Photo by Alexander Hörl

In my poem “Put Reason Back to Sleep,” I reject both faith and reason without explaining my position, saying:

The future will have a place for neither faith nor reason.

But only a fluttering

As of birds in flight

That we can sight in season.

 

In this article, I intend to explain what I mean by saying that the future will have a place for neither faith nor reason.

No Middle Ground

In “Perspectives on Belief & Doubt,” the Bill Moyers on Faith & Reason website asks whether there is “some middle ground” in the ongoing conflict between reason and faith. It seems to me that a middle ground between two positions is only necessary for a person who feels torn between them, and who seeks to avoid being forced to choose a side - such as Sir John Houghton (a scientist unwilling to abandon his belief in God) or Mary Gordon (a Catholic who says she prefers to associate with atheists and agnostics).

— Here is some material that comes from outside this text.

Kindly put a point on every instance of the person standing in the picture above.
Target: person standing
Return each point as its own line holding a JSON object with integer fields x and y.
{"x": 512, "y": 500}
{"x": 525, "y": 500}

Neither position seems at all comfortable to me – both Houghton and Gordon seem restless and torn between irreconcilable opposites, unable to ever completely believe what they want to believe. 

To a person who has already chosen either side, there is no conflict to resolve – a convinced Christian would confidently assert that the Christian religion is perfectly rational, and a convinced atheist would go right on having unquestioning faith in the universal validity of the scientific method.

The irony is that both sides rely on faith and both sides use reason – although mostly to bolster their existing faith. As Colin McGinn points out, if reason was sufficient to prove the truth of Christianity, faith would not be needed – all a Christian would have to do to make a convert would be to adequately explain the logical proof. However, the traditional “proofs” for the existence of God are not convincing to those who do not wish to be convinced, leading McGinn to conclude that there is no such thing as an intellectual case to be made for God. On the other hand, if atheists did not need faith to maintain their own position, McGinn would have no need to use a phrase like “devoted to rationality.” Reason is a tool, and people are devoted to faiths or deities – not tools. By treating reason as a thing to be devoted to rather than simply used, skeptics sometimes make a god out of reason.

Is there another option, or is the world really divided between faith, reason, and a constantly anxious middle ground? As a religious person – though not in any conventional way – I sometimes find myself in conversations about religion with atheist friends, who often express amazement and disbelief when they find out that I do not share their radically skeptical worldview. I can still remember one friend’s amazed reaction of “you believe in gods?!” as if it was almost impossible to imagine a person believing in such a ridiculous concept without being obviously ignorant in other ways. The same friend reacted with confusion and silence when I replied “what would be the point of believing in a god? I don’t ‘believe’ in you - I know you. It’s the same with gods.”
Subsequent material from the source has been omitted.